Common Symptoms and Characteristics of Gluteal Tendinopathy
• Pain to the bony aspect of outside or lateral hip
• Pain when lying on painful and sometimes both hips
• Pain down the outside of the thigh
• Increased pain or stiffness to the hip 24hrs after activity
• Tenderness to touch the outside of the hip
• Pain walking upstairs and up hills
• Female over the age of 40
• Post menopausal women
How do I know my lateral hip pain is caused by the tendon and not from the hip or something else?
The truth is we can’t be 100% confident without imaging. However, your symptoms can give you a lot of information. For instance, an issue with your hip joint or hip cartilage typically refers to pain in the front of the thigh or groin. Another classic hip joint pain is difficulty putting on your socks or shoes in the morning. Another factor to consider is age. A 2012 study by Fearon et al. showed that the average age of gluteal tendinopathy was 53.8 years old and 62 for hip osteoarthritis.
Pain or numbness and tingling that runs down the entire leg is not related to gluteal tendinopathy. Instead, this is likely due to a lower back issue. It should be noted, though, that Gluteal tendinopathy can occur with other regional issues. The most common is lower back pain. A study by Tortaloni et al. (2002) found that 20% of those referred to a spine specialist had gluteal tendinopathy.
Ok, I think I have gluteal tendinopathy! Now what?
The key to eliminating your hip pain is determining what stage your injury is in. For example, if you are in your 30’s and noticed your pain just a week ago after a run, then vs. someone in the ’50s or 60’s who has dealt with their hip pain for five months. This can best be done by visiting a physical therapist.
What is exciting for you, the hip pain sufferer, is that you can get better! Even more exciting is that research has shown that specific exercises targeted to the tendon can be very beneficial.
Steps to treating your lateral hip pain:
- Step 1: Eliminate the aggravating activities
- Avoid crossing your legs
- Use pillows between legs to keep the affected from dropping below parallel
- Avoid “hanging on your hip” postures
- Step 2: Activate the Glute Medius in Side-lying with Pillow Support. Set up and technique is critical with this exercise to reap the full benefit.
- Assume a side-lying position with the sore hip towards the ceiling.

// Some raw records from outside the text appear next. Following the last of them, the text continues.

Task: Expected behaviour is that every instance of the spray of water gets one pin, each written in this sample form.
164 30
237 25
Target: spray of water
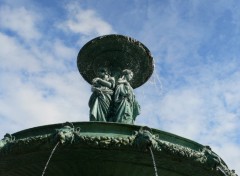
154 163
44 170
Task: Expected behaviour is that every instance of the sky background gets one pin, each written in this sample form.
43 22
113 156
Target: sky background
194 91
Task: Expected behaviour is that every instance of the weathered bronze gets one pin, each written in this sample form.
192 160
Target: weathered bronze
116 52
114 64
109 149
126 108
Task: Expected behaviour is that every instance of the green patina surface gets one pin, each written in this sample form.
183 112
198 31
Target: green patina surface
114 65
97 148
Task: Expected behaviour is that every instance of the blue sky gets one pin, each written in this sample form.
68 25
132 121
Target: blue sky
194 91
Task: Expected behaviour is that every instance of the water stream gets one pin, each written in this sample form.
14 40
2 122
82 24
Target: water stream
154 163
44 170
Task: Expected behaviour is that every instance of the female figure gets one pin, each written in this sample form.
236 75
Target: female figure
100 100
126 107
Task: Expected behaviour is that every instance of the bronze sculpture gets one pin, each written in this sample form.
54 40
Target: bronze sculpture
126 108
101 98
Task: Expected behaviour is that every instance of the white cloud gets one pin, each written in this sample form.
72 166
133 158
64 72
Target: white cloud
86 22
19 20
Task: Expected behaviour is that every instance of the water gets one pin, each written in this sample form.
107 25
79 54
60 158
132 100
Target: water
44 170
154 163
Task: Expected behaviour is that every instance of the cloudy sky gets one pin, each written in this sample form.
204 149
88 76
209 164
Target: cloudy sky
194 91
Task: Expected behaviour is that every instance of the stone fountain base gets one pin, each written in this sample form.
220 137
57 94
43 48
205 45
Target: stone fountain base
109 149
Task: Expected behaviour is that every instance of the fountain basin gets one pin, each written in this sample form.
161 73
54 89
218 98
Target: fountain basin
110 149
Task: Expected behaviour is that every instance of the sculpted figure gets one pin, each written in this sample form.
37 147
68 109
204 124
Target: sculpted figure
126 108
100 100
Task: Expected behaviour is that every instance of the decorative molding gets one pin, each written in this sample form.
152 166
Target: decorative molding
141 140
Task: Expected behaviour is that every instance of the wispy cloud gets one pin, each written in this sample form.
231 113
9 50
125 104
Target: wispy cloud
20 21
195 90
84 22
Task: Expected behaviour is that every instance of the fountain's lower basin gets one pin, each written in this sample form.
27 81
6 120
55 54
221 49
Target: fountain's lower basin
109 149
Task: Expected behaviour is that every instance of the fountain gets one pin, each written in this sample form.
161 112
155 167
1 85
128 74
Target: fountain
110 144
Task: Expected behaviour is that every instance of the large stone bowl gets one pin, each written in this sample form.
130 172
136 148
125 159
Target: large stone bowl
109 149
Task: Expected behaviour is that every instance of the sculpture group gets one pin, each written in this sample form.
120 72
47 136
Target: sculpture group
113 100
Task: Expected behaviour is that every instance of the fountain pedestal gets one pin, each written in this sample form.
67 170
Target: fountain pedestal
110 149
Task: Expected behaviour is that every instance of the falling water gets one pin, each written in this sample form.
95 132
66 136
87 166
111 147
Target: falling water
44 170
154 163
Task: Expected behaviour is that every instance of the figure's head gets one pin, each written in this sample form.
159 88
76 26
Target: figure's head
128 74
102 71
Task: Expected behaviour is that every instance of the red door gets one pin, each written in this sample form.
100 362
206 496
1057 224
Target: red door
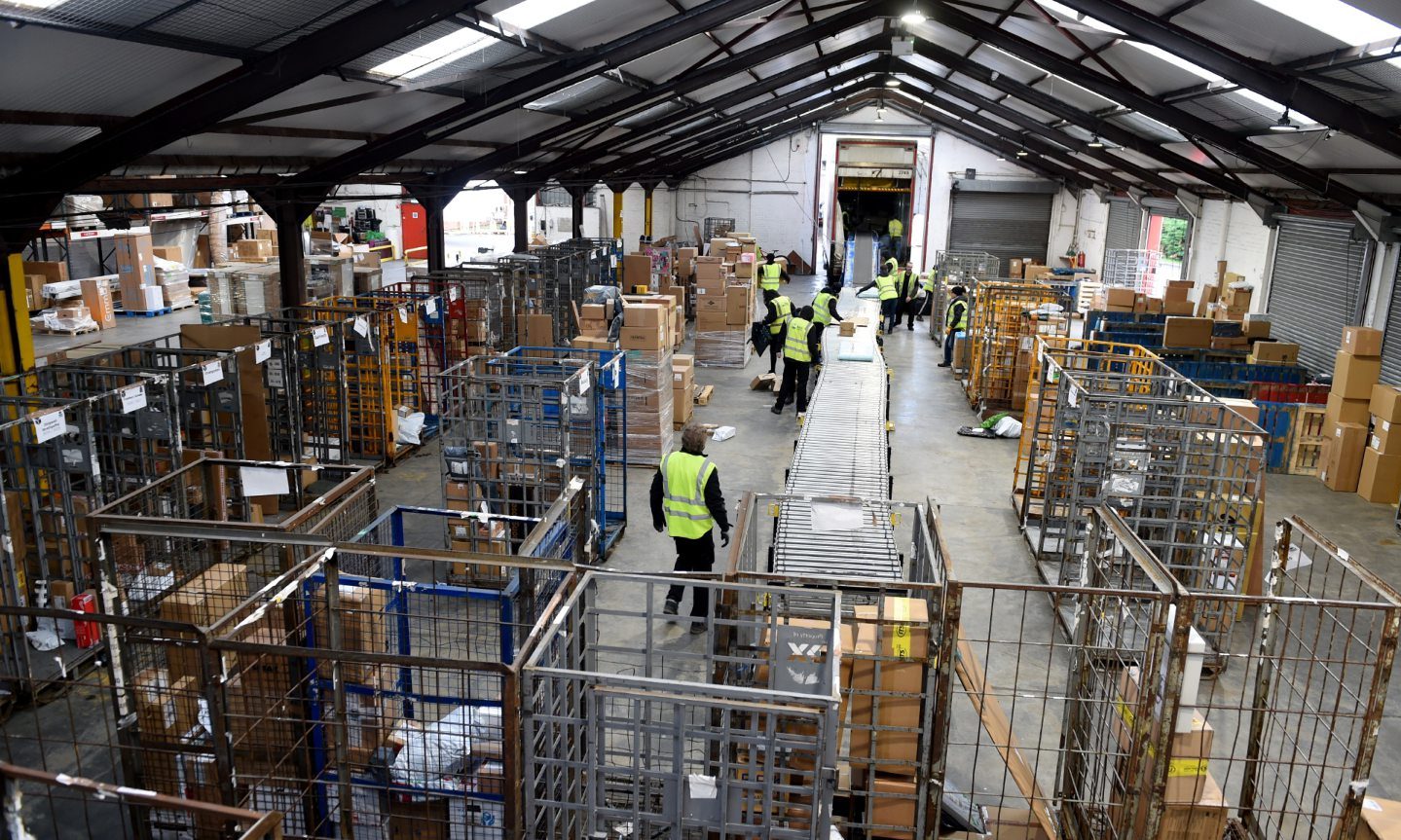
415 230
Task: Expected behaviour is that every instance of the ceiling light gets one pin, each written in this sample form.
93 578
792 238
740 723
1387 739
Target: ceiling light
1283 125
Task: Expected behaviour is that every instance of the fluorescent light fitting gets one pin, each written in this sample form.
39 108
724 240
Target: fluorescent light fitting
533 13
1283 125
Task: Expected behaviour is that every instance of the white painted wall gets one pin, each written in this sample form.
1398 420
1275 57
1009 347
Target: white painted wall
768 192
951 157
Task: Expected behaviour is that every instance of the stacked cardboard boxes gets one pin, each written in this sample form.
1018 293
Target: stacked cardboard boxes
682 389
646 341
724 311
1356 370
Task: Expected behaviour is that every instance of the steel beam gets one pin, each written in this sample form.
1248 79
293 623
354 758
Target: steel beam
31 195
1184 122
506 96
1254 74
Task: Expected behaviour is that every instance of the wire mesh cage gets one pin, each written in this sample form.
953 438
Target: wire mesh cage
1004 323
519 427
1181 466
890 642
730 731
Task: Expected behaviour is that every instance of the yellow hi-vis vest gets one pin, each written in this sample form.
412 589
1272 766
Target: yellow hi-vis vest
823 309
769 276
796 346
784 310
963 315
683 478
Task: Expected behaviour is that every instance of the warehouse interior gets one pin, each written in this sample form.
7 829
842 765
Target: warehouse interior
372 373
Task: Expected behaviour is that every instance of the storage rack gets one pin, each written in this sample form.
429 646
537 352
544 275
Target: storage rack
1002 326
519 428
618 728
1177 463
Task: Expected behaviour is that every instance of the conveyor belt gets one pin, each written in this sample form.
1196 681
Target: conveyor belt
842 451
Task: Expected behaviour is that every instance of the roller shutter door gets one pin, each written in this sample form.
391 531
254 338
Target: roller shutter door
1391 344
1005 224
1125 226
1315 286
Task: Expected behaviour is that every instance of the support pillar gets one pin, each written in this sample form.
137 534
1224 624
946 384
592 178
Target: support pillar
576 210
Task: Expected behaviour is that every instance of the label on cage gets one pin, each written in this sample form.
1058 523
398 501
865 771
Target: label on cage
50 425
275 376
133 398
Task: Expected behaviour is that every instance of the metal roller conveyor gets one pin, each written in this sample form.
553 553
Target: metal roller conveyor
842 451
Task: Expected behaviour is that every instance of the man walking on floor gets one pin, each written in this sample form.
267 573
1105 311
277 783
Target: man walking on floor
889 296
800 347
771 274
686 504
956 321
779 310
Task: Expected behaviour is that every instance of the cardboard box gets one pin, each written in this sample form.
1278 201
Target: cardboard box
1381 478
1362 341
1187 332
1273 353
1353 377
1385 402
1343 457
1346 411
1120 297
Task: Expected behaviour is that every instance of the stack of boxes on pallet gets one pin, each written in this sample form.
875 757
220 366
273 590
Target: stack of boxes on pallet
1346 423
646 338
724 309
1194 807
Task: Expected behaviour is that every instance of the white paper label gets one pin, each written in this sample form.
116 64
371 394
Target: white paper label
264 481
133 398
50 425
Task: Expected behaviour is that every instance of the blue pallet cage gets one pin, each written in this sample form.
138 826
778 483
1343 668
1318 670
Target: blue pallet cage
607 457
430 619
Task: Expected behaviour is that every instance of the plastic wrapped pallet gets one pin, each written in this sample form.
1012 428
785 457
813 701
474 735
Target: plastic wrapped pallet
723 348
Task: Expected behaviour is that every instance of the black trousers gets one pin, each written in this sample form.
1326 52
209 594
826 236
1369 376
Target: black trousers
694 555
794 379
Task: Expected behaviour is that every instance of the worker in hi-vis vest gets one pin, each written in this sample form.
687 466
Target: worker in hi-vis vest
824 312
779 310
771 274
889 296
686 504
896 229
956 321
800 347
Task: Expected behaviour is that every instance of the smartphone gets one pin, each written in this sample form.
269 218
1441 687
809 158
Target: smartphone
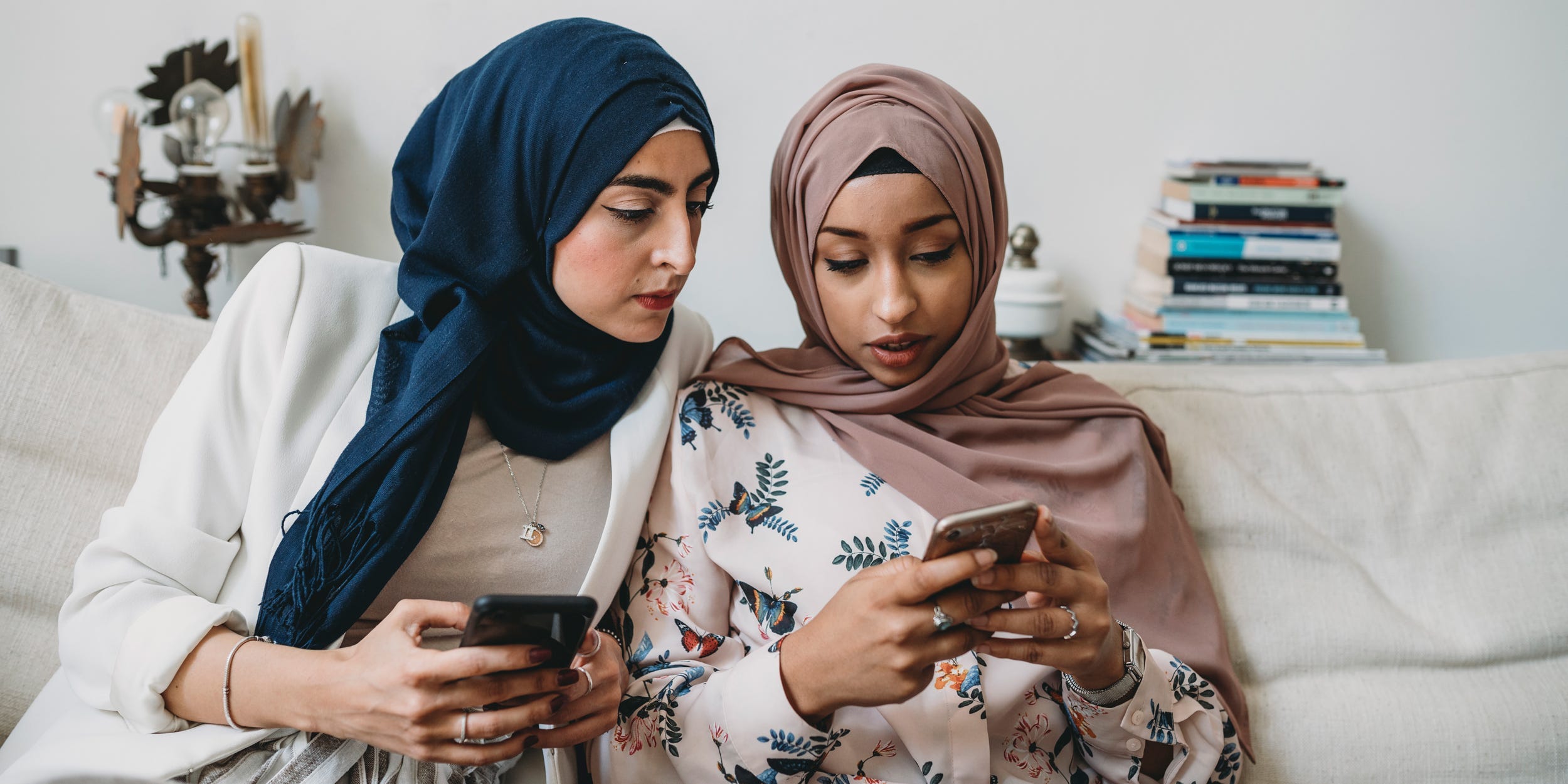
1004 527
557 623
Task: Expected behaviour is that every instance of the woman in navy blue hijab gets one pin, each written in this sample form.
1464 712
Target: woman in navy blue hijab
344 469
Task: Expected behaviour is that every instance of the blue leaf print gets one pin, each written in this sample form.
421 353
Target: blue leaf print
872 484
1190 684
898 537
731 402
647 647
1161 725
863 554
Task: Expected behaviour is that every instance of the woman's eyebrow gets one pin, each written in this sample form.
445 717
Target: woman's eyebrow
908 228
642 181
927 221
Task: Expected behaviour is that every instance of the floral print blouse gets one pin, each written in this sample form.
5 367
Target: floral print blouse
756 521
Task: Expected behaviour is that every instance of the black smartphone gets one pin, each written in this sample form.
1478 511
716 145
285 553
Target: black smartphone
1004 527
557 623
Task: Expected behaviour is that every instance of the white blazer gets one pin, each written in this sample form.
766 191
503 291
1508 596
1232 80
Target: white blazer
250 435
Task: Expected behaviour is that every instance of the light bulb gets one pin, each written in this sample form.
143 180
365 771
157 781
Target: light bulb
199 114
110 114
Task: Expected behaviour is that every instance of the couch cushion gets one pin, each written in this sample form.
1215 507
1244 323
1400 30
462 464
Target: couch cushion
82 381
1391 554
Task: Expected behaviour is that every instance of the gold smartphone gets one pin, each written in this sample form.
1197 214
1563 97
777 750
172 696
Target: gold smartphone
1004 527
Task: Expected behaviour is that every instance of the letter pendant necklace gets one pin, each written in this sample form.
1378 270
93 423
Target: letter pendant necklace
534 531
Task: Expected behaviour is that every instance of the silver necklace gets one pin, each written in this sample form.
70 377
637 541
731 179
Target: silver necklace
534 532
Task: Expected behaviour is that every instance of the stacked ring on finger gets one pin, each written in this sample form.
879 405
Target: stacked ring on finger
463 734
1070 635
940 618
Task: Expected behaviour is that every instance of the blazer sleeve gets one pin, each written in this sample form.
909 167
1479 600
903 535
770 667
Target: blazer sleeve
145 591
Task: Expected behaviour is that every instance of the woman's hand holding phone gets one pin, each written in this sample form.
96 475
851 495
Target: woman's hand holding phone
391 694
876 642
591 703
1062 575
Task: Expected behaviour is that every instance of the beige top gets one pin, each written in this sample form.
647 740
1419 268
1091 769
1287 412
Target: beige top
472 546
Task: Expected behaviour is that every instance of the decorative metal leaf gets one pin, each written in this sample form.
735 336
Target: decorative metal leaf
243 233
173 149
299 139
162 189
170 77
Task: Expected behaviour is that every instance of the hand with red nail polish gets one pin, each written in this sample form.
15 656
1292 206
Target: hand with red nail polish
587 712
394 695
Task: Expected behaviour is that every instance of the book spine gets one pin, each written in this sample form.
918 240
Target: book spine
1268 183
1249 212
1256 303
1199 192
1211 286
1234 246
1286 270
1209 322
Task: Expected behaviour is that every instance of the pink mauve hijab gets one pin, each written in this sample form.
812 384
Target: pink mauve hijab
965 435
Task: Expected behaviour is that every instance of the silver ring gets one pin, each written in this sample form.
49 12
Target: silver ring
1070 635
468 741
941 620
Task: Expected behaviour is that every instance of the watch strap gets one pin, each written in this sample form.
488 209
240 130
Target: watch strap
1117 694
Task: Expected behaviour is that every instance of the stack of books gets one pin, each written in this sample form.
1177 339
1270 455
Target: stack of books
1239 264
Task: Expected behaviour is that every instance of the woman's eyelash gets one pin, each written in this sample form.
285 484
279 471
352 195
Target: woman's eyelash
938 256
844 267
629 215
694 208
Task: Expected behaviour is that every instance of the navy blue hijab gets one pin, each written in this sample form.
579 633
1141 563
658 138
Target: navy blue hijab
496 171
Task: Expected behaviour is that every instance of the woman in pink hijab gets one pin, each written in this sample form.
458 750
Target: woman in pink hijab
775 625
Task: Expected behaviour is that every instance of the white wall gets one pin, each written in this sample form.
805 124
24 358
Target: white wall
1448 118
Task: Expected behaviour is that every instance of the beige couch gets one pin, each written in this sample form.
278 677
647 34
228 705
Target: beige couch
1390 544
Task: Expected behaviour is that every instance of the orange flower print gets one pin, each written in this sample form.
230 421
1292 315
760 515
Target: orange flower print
670 591
1027 747
634 734
949 676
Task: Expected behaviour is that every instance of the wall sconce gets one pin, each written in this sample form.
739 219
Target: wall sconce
189 93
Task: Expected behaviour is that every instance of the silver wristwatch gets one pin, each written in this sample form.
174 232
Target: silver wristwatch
1133 656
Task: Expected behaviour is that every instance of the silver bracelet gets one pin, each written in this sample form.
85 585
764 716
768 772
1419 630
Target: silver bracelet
228 670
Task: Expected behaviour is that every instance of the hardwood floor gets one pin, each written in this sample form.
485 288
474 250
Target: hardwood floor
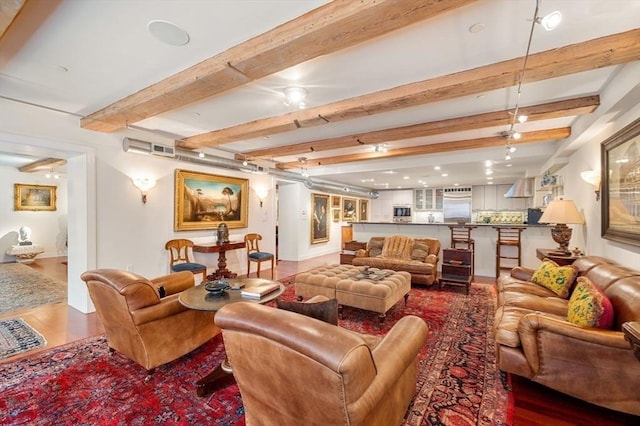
535 405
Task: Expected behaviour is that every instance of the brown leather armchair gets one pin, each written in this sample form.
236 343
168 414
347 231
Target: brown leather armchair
140 324
292 369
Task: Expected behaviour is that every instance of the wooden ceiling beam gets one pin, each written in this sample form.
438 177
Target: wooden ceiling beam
327 29
8 12
44 164
570 107
589 55
437 148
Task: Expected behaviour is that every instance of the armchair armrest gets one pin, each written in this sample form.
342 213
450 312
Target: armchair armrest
522 273
544 337
174 283
168 307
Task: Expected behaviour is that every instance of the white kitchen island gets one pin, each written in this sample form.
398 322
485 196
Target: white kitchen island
485 236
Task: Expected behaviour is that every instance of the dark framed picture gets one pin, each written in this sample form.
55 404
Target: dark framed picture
363 210
620 155
34 197
203 201
320 218
349 209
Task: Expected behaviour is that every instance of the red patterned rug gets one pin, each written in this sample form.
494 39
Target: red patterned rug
80 383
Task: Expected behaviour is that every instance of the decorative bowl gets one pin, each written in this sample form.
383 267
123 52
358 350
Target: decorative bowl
217 286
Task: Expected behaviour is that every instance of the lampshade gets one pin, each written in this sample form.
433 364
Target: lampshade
561 211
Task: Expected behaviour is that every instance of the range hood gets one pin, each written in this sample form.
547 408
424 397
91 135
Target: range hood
523 188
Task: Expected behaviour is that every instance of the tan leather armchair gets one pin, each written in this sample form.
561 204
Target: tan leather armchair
292 369
140 324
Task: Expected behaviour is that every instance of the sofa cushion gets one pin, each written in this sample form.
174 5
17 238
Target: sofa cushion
558 279
326 311
420 251
589 307
397 247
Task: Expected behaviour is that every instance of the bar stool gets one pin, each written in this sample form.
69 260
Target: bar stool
461 238
508 237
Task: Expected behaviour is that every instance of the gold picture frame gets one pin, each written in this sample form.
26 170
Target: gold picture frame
34 197
363 210
204 201
620 157
320 218
349 209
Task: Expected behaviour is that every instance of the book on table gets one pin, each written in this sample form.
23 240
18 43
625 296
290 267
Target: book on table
259 291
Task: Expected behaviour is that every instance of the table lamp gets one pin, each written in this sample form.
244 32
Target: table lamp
561 212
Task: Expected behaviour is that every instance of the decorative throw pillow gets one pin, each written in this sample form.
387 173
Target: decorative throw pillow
558 279
326 311
589 307
420 251
375 247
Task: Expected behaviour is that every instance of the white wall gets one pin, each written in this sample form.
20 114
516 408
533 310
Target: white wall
49 228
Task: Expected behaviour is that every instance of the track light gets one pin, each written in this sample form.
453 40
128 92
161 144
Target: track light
550 21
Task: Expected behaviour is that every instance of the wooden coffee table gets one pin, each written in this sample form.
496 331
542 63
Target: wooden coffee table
200 299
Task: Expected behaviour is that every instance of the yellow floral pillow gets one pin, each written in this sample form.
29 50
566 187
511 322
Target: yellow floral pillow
558 279
589 307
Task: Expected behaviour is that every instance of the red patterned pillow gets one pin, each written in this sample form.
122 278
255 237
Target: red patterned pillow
589 307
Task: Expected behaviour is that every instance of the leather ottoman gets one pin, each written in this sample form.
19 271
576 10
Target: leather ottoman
344 283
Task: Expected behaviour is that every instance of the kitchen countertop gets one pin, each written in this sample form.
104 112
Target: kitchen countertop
538 225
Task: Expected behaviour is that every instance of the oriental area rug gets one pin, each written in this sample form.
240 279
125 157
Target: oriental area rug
16 337
22 287
81 383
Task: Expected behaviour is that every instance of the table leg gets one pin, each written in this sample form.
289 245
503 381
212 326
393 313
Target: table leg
222 271
218 379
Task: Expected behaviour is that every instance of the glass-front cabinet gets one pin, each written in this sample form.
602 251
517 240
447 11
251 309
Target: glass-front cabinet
428 198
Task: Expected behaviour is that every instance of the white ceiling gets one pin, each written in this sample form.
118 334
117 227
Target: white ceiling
80 56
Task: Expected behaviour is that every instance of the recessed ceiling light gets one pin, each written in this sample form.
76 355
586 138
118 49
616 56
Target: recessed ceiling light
168 32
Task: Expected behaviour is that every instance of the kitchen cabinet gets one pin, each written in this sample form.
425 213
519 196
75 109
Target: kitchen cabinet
428 198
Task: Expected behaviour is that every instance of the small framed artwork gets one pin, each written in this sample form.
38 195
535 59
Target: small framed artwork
349 209
34 197
320 219
363 210
620 156
203 201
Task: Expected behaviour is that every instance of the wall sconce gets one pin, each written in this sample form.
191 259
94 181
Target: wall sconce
262 193
592 177
144 184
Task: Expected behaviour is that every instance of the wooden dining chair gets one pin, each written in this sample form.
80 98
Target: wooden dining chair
255 255
181 258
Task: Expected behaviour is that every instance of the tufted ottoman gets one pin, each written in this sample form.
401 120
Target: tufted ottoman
341 282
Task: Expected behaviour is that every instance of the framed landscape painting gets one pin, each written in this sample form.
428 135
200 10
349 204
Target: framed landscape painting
34 197
620 156
203 201
349 209
320 218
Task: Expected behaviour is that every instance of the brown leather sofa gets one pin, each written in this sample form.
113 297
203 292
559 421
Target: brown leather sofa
418 256
140 324
535 340
293 369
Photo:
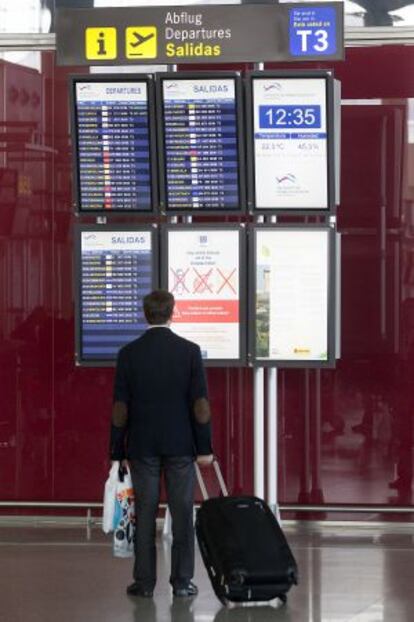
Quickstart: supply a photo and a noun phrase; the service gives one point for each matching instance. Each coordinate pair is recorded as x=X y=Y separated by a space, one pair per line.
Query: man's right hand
x=205 y=460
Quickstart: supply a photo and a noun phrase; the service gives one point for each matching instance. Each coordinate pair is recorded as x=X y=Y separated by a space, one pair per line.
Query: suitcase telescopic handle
x=219 y=476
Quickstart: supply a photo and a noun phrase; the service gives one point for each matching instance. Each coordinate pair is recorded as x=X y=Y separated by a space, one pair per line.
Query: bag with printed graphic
x=124 y=516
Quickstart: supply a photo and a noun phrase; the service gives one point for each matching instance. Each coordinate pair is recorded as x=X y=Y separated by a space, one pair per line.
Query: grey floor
x=55 y=574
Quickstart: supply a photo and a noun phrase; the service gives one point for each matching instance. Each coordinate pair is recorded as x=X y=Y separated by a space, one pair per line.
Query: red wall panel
x=344 y=434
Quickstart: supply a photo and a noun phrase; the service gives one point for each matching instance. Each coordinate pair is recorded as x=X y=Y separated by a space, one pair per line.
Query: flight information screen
x=290 y=143
x=116 y=272
x=201 y=150
x=113 y=152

- Bend the bottom knee to ~60*
- Align yourself, so your top shoulder, knee, and hip are all in alignment
- Place 1-2 pillows between your knees, so your top leg is parallel to the bed or ground.
Feel the burn here:
Lift up and slightly backward
Holding: 5-10sec, rest 5 sec
You should perform this exercise 5x/week.
The key to determining if this exercise is appropriate for you is using the “24-hour rule.” If you experience increased pain ( pain 4/10 or higher) with increased stiffness 24hrs your exercise bout, then you likely that exercise bout was too much load for the tendon at this time. Don’t give up, though. Instead, try dialing it back by reducing repetitions or the hold time and reassess how the hip responds the next day.
Lateral hip pain is no fun. It can significantly disrupt one’s active lifestyle. Although the information provided above is helpful, your best bet to eliminate your lateral hip is being evaluated by a physical therapist.